Unwelcome Guest (detail), 2017
Oil on canvas (210 x 140cm)
© Samson Tudor
Samson, who has recently started his third year of study at the university, has received a £500 prize to aid in the cost of purchasing materials during the final year of his undergraduate degree.
Find out more about Samson's large scale paintings and the inspiration he draws from socio-political commentaries.
Q. How would you define your work in three words?
Narrative, figurative art.
Q. What does winning the ACS/Loughborough Materials Prize mean for you as an artist?
Winning the prize means that I can commit to my goal of creating a series of large scale canvases, without the worry and added stress of running out of funds to do so. The ACS prize money allows me to stay ambitious most importantly, and will prove a massive help. It’s given me an excellent opportunity.
Q. What medium do you mainly work with and why?
Paint. I enjoy the challenge of creating a large canvas and attempting to translate the image I have in my head onto it. It can be intimidating and a real battle sometimes, but I think it’s very rewarding when complete.
Q. Where do you find most inspiration for your work?
I find a lot of inspiration from the news and socio-political commentaries, especially in the current climate. There’s a great deal out there at the moment to poke fun at or to reflect on, and it seems the right time to be doing so. The underlying aim of my work is to explore the human condition, so ultimately people and their stories inspire me.
And of course I’m equally inspired by other artists, studios and galleries. I took a trip to Madrid recently to see Picasso’s Guernica, now that provides huge inspiration.
Fragment of Land of Lost Content, 2016
Oil on canvas (166 x 127cm)
© Samson Tudor
Q. Take us through your working process.
I use notebooks rather than sketchbooks at the beginning, and constantly rework ideas and concepts until I feel they have enough room to be effectively developed. As I often utilise elements of symbolism and allegory in my work, research and reading is essential.
Only when I have a clear focus and message in mind do I then create a range of compositional studies and begin to produce artwork. For me this is the most arduous part of the artistic process. I keep folders full of all my image references and quickly scribbled down notes, which I also refer back to in order to generate new ideas.
My methodology has changed somewhat in the past year to incorporate photomontage, which I now combine with sketching to create proprietary studies and initial compositions. I find that photomontage also greatly helps re-energise my approach to painting.

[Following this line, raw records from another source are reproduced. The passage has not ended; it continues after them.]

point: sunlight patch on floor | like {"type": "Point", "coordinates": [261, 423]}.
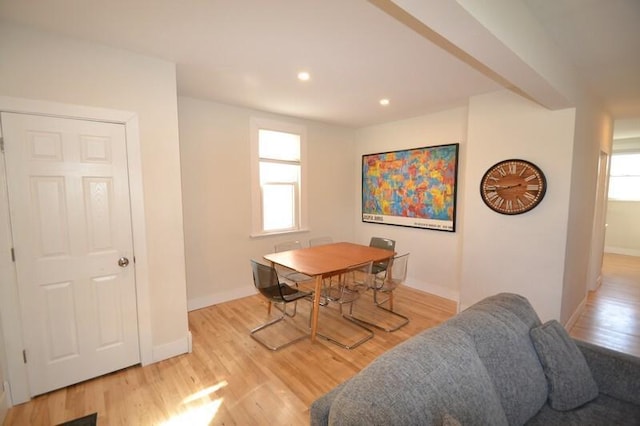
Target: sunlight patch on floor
{"type": "Point", "coordinates": [202, 414]}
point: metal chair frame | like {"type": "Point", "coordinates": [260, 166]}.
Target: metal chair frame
{"type": "Point", "coordinates": [266, 281]}
{"type": "Point", "coordinates": [348, 292]}
{"type": "Point", "coordinates": [398, 274]}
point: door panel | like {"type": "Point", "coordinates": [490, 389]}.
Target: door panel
{"type": "Point", "coordinates": [70, 216]}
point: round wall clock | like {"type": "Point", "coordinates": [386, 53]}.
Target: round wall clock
{"type": "Point", "coordinates": [513, 186]}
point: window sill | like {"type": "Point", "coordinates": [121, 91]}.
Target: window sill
{"type": "Point", "coordinates": [275, 233]}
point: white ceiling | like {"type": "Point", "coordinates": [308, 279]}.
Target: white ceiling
{"type": "Point", "coordinates": [248, 52]}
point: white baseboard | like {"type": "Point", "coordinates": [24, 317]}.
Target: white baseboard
{"type": "Point", "coordinates": [5, 404]}
{"type": "Point", "coordinates": [443, 292]}
{"type": "Point", "coordinates": [576, 314]}
{"type": "Point", "coordinates": [171, 349]}
{"type": "Point", "coordinates": [220, 297]}
{"type": "Point", "coordinates": [622, 250]}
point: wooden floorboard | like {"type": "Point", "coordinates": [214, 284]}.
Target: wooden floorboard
{"type": "Point", "coordinates": [229, 379]}
{"type": "Point", "coordinates": [611, 317]}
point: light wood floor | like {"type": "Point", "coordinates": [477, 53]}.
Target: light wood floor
{"type": "Point", "coordinates": [611, 317]}
{"type": "Point", "coordinates": [230, 379]}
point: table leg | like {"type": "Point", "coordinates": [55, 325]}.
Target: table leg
{"type": "Point", "coordinates": [316, 307]}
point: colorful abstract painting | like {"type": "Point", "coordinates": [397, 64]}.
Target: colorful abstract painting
{"type": "Point", "coordinates": [413, 187]}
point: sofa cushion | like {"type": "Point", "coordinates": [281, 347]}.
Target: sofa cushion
{"type": "Point", "coordinates": [432, 377]}
{"type": "Point", "coordinates": [570, 381]}
{"type": "Point", "coordinates": [604, 411]}
{"type": "Point", "coordinates": [500, 327]}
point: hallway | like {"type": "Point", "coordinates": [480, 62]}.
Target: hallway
{"type": "Point", "coordinates": [611, 317]}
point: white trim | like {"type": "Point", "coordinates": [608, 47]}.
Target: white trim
{"type": "Point", "coordinates": [219, 297]}
{"type": "Point", "coordinates": [5, 404]}
{"type": "Point", "coordinates": [256, 123]}
{"type": "Point", "coordinates": [622, 250]}
{"type": "Point", "coordinates": [576, 314]}
{"type": "Point", "coordinates": [171, 349]}
{"type": "Point", "coordinates": [440, 291]}
{"type": "Point", "coordinates": [17, 374]}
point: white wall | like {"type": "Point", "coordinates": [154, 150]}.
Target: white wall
{"type": "Point", "coordinates": [434, 260]}
{"type": "Point", "coordinates": [214, 150]}
{"type": "Point", "coordinates": [593, 134]}
{"type": "Point", "coordinates": [522, 253]}
{"type": "Point", "coordinates": [623, 228]}
{"type": "Point", "coordinates": [47, 67]}
{"type": "Point", "coordinates": [4, 393]}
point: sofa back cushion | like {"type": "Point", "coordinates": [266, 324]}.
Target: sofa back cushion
{"type": "Point", "coordinates": [432, 377]}
{"type": "Point", "coordinates": [499, 326]}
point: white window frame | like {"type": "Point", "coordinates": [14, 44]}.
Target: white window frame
{"type": "Point", "coordinates": [613, 176]}
{"type": "Point", "coordinates": [256, 124]}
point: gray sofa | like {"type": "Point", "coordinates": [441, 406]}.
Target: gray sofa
{"type": "Point", "coordinates": [492, 364]}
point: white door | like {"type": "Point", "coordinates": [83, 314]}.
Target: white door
{"type": "Point", "coordinates": [71, 222]}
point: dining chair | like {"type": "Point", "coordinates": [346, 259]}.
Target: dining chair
{"type": "Point", "coordinates": [286, 273]}
{"type": "Point", "coordinates": [384, 243]}
{"type": "Point", "coordinates": [265, 279]}
{"type": "Point", "coordinates": [353, 282]}
{"type": "Point", "coordinates": [395, 274]}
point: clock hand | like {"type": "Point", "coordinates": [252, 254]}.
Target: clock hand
{"type": "Point", "coordinates": [498, 187]}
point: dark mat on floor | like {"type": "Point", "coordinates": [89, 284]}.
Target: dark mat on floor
{"type": "Point", "coordinates": [89, 420]}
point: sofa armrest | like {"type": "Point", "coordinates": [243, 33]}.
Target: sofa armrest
{"type": "Point", "coordinates": [617, 374]}
{"type": "Point", "coordinates": [319, 409]}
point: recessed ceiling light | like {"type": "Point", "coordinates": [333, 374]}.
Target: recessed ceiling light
{"type": "Point", "coordinates": [304, 76]}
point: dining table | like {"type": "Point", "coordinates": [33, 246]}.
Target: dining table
{"type": "Point", "coordinates": [325, 261]}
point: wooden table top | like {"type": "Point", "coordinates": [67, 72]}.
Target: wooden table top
{"type": "Point", "coordinates": [328, 259]}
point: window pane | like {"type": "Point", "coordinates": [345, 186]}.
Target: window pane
{"type": "Point", "coordinates": [625, 165]}
{"type": "Point", "coordinates": [276, 172]}
{"type": "Point", "coordinates": [278, 203]}
{"type": "Point", "coordinates": [624, 188]}
{"type": "Point", "coordinates": [278, 145]}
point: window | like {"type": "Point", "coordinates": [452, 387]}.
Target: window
{"type": "Point", "coordinates": [277, 171]}
{"type": "Point", "coordinates": [624, 178]}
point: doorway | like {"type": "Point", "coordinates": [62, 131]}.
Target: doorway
{"type": "Point", "coordinates": [12, 320]}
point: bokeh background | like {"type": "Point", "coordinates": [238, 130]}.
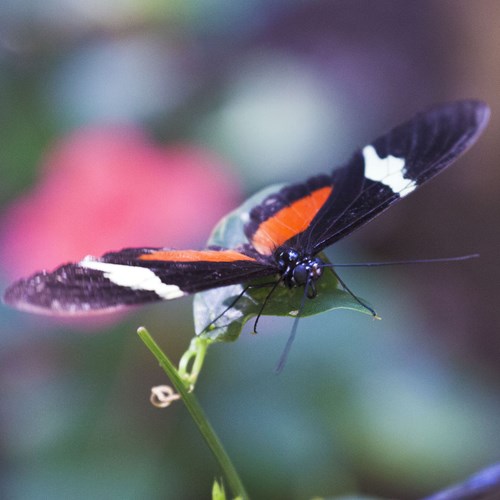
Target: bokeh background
{"type": "Point", "coordinates": [132, 122]}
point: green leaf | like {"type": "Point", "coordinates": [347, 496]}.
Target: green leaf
{"type": "Point", "coordinates": [208, 306]}
{"type": "Point", "coordinates": [218, 492]}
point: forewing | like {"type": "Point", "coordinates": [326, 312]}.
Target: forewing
{"type": "Point", "coordinates": [290, 215]}
{"type": "Point", "coordinates": [398, 163]}
{"type": "Point", "coordinates": [132, 277]}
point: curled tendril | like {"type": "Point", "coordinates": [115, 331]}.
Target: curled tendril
{"type": "Point", "coordinates": [163, 396]}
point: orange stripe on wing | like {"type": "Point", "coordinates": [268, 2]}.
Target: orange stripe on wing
{"type": "Point", "coordinates": [196, 256]}
{"type": "Point", "coordinates": [289, 221]}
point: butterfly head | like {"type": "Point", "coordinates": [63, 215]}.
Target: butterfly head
{"type": "Point", "coordinates": [297, 269]}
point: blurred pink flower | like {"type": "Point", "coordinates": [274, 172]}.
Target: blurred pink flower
{"type": "Point", "coordinates": [103, 189]}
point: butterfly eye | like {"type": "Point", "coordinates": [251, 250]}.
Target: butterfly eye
{"type": "Point", "coordinates": [301, 274]}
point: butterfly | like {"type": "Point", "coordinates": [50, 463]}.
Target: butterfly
{"type": "Point", "coordinates": [285, 232]}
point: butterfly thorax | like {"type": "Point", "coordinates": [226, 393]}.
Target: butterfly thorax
{"type": "Point", "coordinates": [297, 269]}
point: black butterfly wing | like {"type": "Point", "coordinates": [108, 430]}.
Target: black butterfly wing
{"type": "Point", "coordinates": [324, 209]}
{"type": "Point", "coordinates": [132, 277]}
{"type": "Point", "coordinates": [399, 162]}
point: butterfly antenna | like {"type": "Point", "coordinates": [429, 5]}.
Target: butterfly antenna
{"type": "Point", "coordinates": [268, 296]}
{"type": "Point", "coordinates": [293, 333]}
{"type": "Point", "coordinates": [401, 262]}
{"type": "Point", "coordinates": [234, 302]}
{"type": "Point", "coordinates": [357, 299]}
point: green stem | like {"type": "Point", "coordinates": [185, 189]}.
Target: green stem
{"type": "Point", "coordinates": [198, 416]}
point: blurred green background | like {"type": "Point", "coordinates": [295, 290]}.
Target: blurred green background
{"type": "Point", "coordinates": [132, 122]}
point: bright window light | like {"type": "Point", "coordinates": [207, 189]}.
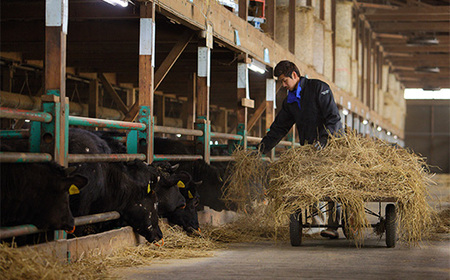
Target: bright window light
{"type": "Point", "coordinates": [257, 66]}
{"type": "Point", "coordinates": [122, 3]}
{"type": "Point", "coordinates": [418, 93]}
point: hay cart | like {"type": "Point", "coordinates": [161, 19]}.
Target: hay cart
{"type": "Point", "coordinates": [386, 224]}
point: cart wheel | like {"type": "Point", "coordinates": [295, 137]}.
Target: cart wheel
{"type": "Point", "coordinates": [346, 223]}
{"type": "Point", "coordinates": [295, 229]}
{"type": "Point", "coordinates": [390, 226]}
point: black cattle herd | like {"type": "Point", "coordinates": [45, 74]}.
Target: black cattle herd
{"type": "Point", "coordinates": [49, 196]}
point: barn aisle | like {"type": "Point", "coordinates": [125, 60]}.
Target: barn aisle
{"type": "Point", "coordinates": [316, 259]}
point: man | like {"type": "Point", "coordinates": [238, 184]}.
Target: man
{"type": "Point", "coordinates": [310, 105]}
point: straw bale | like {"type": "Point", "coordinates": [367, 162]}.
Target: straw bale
{"type": "Point", "coordinates": [351, 170]}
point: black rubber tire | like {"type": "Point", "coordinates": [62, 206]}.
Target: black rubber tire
{"type": "Point", "coordinates": [346, 228]}
{"type": "Point", "coordinates": [391, 226]}
{"type": "Point", "coordinates": [296, 229]}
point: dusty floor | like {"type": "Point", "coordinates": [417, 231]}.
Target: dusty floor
{"type": "Point", "coordinates": [315, 259]}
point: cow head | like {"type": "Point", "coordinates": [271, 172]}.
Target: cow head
{"type": "Point", "coordinates": [169, 195]}
{"type": "Point", "coordinates": [142, 216]}
{"type": "Point", "coordinates": [53, 211]}
{"type": "Point", "coordinates": [187, 217]}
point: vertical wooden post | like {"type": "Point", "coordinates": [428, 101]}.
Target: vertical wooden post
{"type": "Point", "coordinates": [243, 9]}
{"type": "Point", "coordinates": [270, 106]}
{"type": "Point", "coordinates": [146, 76]}
{"type": "Point", "coordinates": [56, 20]}
{"type": "Point", "coordinates": [271, 17]}
{"type": "Point", "coordinates": [202, 108]}
{"type": "Point", "coordinates": [291, 33]}
{"type": "Point", "coordinates": [242, 89]}
{"type": "Point", "coordinates": [333, 37]}
{"type": "Point", "coordinates": [93, 98]}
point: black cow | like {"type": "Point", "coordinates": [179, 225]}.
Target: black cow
{"type": "Point", "coordinates": [187, 217]}
{"type": "Point", "coordinates": [210, 190]}
{"type": "Point", "coordinates": [38, 194]}
{"type": "Point", "coordinates": [169, 196]}
{"type": "Point", "coordinates": [128, 188]}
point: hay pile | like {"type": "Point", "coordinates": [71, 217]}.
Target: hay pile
{"type": "Point", "coordinates": [259, 225]}
{"type": "Point", "coordinates": [350, 170]}
{"type": "Point", "coordinates": [28, 263]}
{"type": "Point", "coordinates": [249, 168]}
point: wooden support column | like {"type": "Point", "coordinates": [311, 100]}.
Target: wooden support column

I will continue to develop studies and change certain compositional elements whilst I’m putting paint to canvas. Increasingly more so, I try to keep a strong use of imagination as the most important part of my process. I hope that’s inherent in all my work.
Q. Can you remember the first work of art that you created? What was it and why was it so memorable?
I was raised in a very creative environment, which I’m hugely thankful of, so I can remember creating art very early on. It was an attempt at an abstract expressionist Jackson Pollock painting, on what seemed, at the time, the largest canvas in the world.
I couldn’t quite get the technique, I remember being frustrated and wanting to throw the brush at the canvas. I guess it took a while to stop doing that.
Ghosts (detail), 2017
Oil on canvas (150 x 130cm)
© Samson Tudor
We wish Samson the best of luck in his final year, and look forward to finding out more about how the ACS/Loughborough Materials Prize has contributed to his final degree show in 2018.